Se cumplen hoy 10 días desde las infaustas e indefendibles manifestaciones de Marta Ferrusola a propósito de la inmigración. En este lapso de tiempo, caricaturas y textos periodísticos han equiparado a la esposa del presidente de la Generalitat con un 'cabeza rapada' y con la cónyuge de Adolf Hitler, la han comparado con Jörg Haider, con Sabino Arana y con Jean Marie Le Pen. Sobre todo, un nutrido pelotón de articulistas, columnistas y editorialistas han cogido la ocasión al vuelo para cargar contra la ideología y/o la comunidad a la que doña Marta supuestamente representa -'al parecer, los nacionalistas tienen cierta bula para emitir comentarios xenófobos', 'bien se ve que la señora es catalana por los cuatro costados...'-, han aprovechado la espléndida oportunidad para seguir demonizando las 'teorías de nacionalismo aldeano, excluyente y miserable', ese 'nacionalismo cerril casi equiparable a la desdicha del País Vasco'.

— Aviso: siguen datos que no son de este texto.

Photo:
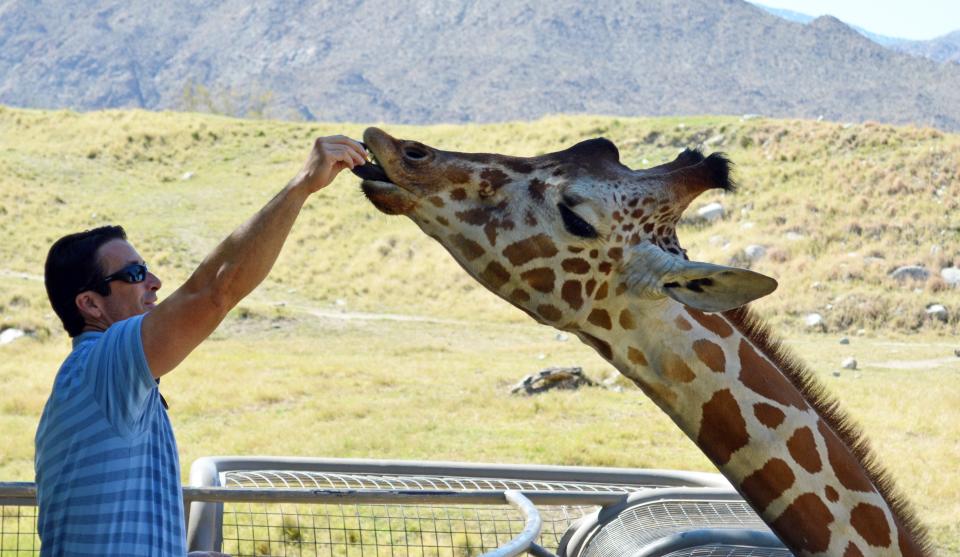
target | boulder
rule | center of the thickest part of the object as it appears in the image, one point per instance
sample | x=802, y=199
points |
x=938, y=312
x=910, y=272
x=711, y=212
x=10, y=335
x=754, y=252
x=552, y=378
x=814, y=321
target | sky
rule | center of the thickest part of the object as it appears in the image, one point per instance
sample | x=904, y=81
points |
x=905, y=19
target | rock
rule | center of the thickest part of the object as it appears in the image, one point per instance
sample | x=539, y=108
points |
x=910, y=272
x=10, y=335
x=814, y=320
x=937, y=311
x=553, y=378
x=950, y=275
x=711, y=212
x=754, y=251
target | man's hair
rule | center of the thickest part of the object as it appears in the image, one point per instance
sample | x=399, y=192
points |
x=73, y=266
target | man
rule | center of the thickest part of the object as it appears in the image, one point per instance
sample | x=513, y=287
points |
x=107, y=469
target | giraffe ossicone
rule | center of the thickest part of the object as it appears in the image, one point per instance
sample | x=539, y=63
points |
x=585, y=244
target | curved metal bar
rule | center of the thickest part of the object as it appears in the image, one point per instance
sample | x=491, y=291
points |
x=531, y=529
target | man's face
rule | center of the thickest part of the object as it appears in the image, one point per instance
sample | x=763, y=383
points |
x=125, y=300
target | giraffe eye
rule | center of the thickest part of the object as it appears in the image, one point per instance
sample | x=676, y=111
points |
x=575, y=224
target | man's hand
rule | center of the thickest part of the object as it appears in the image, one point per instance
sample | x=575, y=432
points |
x=329, y=156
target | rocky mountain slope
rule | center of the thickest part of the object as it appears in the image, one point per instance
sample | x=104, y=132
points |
x=460, y=61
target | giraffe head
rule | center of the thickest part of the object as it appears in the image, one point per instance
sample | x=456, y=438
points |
x=560, y=234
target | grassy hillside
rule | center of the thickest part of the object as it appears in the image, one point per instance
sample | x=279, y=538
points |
x=837, y=207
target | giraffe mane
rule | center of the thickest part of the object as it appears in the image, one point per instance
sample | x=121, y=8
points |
x=750, y=325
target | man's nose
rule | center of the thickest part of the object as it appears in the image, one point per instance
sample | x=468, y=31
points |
x=154, y=282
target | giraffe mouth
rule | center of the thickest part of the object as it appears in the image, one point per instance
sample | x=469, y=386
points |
x=372, y=171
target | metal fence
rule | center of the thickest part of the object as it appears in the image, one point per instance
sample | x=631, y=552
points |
x=341, y=507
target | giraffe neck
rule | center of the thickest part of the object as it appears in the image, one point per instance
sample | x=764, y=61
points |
x=779, y=446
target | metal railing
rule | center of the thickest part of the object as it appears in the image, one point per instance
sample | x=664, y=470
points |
x=283, y=506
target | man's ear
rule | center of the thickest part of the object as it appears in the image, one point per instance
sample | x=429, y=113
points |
x=88, y=305
x=702, y=286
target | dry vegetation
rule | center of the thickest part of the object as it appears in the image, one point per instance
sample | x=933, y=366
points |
x=837, y=208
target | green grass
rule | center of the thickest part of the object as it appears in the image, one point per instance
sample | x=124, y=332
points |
x=285, y=376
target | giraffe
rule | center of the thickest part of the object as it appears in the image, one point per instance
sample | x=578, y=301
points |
x=583, y=243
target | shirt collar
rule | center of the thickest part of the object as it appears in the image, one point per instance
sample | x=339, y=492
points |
x=85, y=336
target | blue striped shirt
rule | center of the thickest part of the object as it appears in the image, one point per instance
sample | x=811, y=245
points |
x=108, y=473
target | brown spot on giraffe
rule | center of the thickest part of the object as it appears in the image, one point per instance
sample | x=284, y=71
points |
x=548, y=312
x=540, y=279
x=809, y=510
x=803, y=449
x=852, y=551
x=768, y=415
x=589, y=286
x=723, y=431
x=492, y=179
x=846, y=468
x=712, y=323
x=576, y=266
x=571, y=293
x=870, y=522
x=467, y=247
x=761, y=377
x=529, y=249
x=675, y=369
x=457, y=175
x=599, y=345
x=711, y=354
x=768, y=483
x=600, y=318
x=636, y=356
x=601, y=292
x=495, y=275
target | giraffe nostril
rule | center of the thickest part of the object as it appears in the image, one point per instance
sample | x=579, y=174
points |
x=415, y=152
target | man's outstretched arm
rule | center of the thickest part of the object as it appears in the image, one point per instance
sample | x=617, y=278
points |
x=235, y=267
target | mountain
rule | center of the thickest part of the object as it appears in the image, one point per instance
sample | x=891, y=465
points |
x=940, y=49
x=460, y=61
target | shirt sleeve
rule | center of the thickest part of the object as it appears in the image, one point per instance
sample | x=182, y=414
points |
x=122, y=382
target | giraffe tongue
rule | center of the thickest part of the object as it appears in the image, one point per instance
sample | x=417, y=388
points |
x=371, y=171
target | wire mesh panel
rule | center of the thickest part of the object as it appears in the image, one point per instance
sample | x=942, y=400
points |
x=18, y=530
x=640, y=527
x=395, y=530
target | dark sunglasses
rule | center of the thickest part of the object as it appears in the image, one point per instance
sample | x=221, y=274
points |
x=132, y=274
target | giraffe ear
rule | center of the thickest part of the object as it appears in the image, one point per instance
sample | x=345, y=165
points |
x=714, y=288
x=703, y=286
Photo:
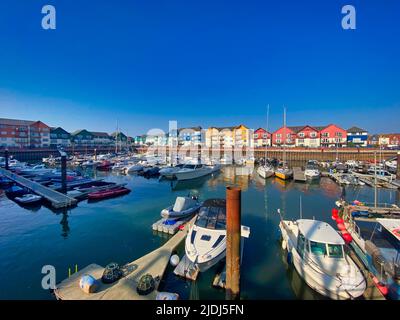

Bien, ella se lo buscó, y además todo el mundo tiene derecho a aliviar esa particular vesícula donde se almacenan las fobias, los miedos y las obsesiones de cada uno; si la señora de Pujol lo hizo in voce en Girona, muchos otros lo han hecho por escrito y a expensas de aquel brutal rapto de franqueza. No, lo que me preocupa del episodio no es la eventual desmesura de algunas de las reacciones que ha suscitado, sino el riesgo de que Marta Ferrusola, o Convergència, o el nacionalismo en general, se conviertan en el cómodo chivo expiatorio de un problema que nos interpela, que nos concierne, que nos desafía absolutamente a todos.

¡Qué gran solución para tranquilizar las conciencias y cerrar los ojos a la realidad si, a partir de ahora, cierta entrañable prensa editada en la corte decidiese que la xenofobia es cosa de esos catalanes que, ya se sabe, son tan suyos...! ¡Qué estupendo apaño si, en adelante, instituciones y partidos catalanes sentenciasen que las actitudes hostiles o recelosas hacia los inmigrantes son un rasgo privativo de esos convergentes que, ya se sabe, andan siempre obsesionados con la preservación de su pequeña identidad!

Sí, sería muy reconfortante, porque siempre lo es transferir a otros las propias fragilidades, pero constituiría un enorme y peligroso autoengaño. Porque ni El Ejido ni Mancha Real están, que se sepa, en Cataluña. Y no parece que el barrio tarrasense de Ca n'Anglada sea un baluarte sociológico ni electoral convergente. Y el promotor de la lepenista Plataforma Vigatana no procede precisamente del nacionalismo catalán, sino de Fuerza Nueva. Y nada permite deducir del espléndido reportaje dominical de Empar Moliner En Barcelona, con chilaba, que todas o la mayoría de las personas que la menospreciaron o la engañaron, que trataron de explotarla o de abusar de ella mientras la creían una inmigrante turca fuesen recalcitrantes ceballuts, admiradores embelesados de la esposa de Jordi Pujol.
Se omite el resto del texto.